The __init__ and _save methods are pretty straigtforward, as they instantiate the save_path and log and then save to the log at that save_path. I could have chosen any number of events to trigger logging, but I chose after_loader since I wanted to inspect the data after the dataloader was constructed. The _log basically takes in as input the strings you want to save in the self.log dictionary. Once this initial functionality was working, I added different items for logging one at a time, starting with input_ids, non_padding_tokens and padding_tokens (which are counts of tokens), inspecting the logs visually before I moved on to the next item. Along the way I learned that the dataloader’s collate_fn was LossGeneratingTokensCollatorWrapper and that its base_collator function was BinPackCollator.

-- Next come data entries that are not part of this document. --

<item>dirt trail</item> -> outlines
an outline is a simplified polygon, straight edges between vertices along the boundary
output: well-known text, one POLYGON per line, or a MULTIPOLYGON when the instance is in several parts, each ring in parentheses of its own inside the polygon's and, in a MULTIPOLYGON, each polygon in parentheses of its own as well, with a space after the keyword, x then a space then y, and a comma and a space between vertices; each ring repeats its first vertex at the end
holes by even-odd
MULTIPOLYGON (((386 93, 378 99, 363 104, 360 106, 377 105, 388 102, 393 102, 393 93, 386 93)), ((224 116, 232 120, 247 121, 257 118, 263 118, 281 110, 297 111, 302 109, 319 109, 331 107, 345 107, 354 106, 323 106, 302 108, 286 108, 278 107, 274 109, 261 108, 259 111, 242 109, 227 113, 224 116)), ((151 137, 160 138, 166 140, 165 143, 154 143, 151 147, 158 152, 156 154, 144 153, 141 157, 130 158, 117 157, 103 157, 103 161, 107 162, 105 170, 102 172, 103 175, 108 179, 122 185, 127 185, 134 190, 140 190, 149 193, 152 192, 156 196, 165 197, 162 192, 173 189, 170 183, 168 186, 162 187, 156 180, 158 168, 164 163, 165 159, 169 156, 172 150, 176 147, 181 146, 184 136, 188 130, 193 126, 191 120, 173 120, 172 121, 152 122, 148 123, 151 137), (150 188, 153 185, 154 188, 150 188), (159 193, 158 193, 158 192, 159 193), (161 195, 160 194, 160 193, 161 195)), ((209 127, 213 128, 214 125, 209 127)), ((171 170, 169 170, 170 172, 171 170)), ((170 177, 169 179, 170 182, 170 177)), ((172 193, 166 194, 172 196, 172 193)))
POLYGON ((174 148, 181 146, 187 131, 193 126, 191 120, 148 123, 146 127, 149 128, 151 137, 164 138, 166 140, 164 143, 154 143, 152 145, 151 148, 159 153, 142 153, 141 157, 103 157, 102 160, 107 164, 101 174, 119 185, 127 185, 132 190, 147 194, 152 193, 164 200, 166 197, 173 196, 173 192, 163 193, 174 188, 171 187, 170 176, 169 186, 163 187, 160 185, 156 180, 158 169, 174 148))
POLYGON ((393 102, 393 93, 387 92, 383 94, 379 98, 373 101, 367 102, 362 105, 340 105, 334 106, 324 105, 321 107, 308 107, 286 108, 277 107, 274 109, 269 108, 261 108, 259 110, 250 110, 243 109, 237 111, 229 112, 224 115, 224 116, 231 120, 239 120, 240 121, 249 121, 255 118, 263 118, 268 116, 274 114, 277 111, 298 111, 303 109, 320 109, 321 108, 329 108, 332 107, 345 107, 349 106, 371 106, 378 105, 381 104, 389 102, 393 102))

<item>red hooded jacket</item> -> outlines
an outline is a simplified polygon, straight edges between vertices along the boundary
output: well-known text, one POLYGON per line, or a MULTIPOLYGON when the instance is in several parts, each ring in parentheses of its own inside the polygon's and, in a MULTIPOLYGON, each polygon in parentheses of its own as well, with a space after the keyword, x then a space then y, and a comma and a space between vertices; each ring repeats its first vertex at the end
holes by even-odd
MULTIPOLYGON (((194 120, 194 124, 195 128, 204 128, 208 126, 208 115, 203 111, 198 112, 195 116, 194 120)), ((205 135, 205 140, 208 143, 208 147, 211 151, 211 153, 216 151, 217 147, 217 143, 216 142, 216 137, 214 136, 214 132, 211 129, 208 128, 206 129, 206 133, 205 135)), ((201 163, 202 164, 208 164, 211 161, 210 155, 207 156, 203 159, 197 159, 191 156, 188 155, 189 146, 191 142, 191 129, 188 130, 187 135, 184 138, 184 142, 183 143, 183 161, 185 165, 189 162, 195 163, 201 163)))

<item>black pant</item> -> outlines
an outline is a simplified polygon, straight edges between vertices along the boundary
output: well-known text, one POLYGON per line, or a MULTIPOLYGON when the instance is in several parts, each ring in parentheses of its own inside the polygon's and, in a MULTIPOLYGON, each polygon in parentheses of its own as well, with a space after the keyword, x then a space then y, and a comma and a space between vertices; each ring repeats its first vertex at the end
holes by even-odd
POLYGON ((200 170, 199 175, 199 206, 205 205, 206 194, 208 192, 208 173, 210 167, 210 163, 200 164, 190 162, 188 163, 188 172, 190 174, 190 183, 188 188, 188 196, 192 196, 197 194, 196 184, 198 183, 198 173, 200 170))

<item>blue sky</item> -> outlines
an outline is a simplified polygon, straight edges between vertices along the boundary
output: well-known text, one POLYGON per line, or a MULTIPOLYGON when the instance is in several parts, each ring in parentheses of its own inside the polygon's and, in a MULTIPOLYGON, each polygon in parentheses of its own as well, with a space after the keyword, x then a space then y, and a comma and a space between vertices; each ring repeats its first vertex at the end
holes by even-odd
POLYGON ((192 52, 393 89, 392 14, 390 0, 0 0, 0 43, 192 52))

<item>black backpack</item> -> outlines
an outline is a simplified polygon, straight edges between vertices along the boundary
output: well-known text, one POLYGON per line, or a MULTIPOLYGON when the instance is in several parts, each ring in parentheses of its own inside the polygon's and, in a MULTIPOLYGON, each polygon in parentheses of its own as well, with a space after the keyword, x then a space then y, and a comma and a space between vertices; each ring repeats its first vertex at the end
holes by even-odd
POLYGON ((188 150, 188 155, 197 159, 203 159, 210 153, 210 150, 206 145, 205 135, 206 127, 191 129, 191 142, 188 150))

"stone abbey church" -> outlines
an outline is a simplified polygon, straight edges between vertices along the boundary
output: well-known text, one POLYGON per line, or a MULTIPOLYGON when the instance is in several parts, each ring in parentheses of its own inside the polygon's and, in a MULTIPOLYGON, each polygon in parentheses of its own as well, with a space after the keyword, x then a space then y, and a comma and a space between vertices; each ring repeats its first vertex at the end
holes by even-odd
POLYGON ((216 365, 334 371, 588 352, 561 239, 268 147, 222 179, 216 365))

Here’s a snippet of the log:

"log": {
    "after_dataloader_0_collate_fn": "<llmfoundry.data.packing.BinPackCollator object at 0x2ad36237cc20>",
    "after_dataloader_0_input_ids_shape": "torch.Size([4, 2048])",
    "after_dataloader_0_total_tokens": "2048",
    "after_dataloader_0_padding_tokens": "102",
    "after_dataloader_0_non_padding_tokens": "1946",
    ...

Here are screenshots of the actual log, first without using BinPackCollator:

log without using BinPackCollator. Note that the number of padding tokens represent ~90% of the max sequence length of 2048 — log without using `BinPackCollator`. Note that the number of padding tokens represent ~90% of the max sequence length of 2048

And with using BinPackCollator:

log when using BinPackCollator. Now the non-padding token represent 90% of the sequence length — log when using `BinPackCollator`. Now the non-padding token represent 90% of the sequence length

Using BinPackCollator, we are now using more than 90% of the maximum sequence length with loss generating tokens!

Closing Thoughts

This is the fourth or fifth custom Composer callback I’ve written and I am really enjoyin writing and using them! The callback system makes it so easy to “look at your data”, and visually inspect and confirm that the model and/or data artifacts are correct. Expect more blog posts around Composer callbacks.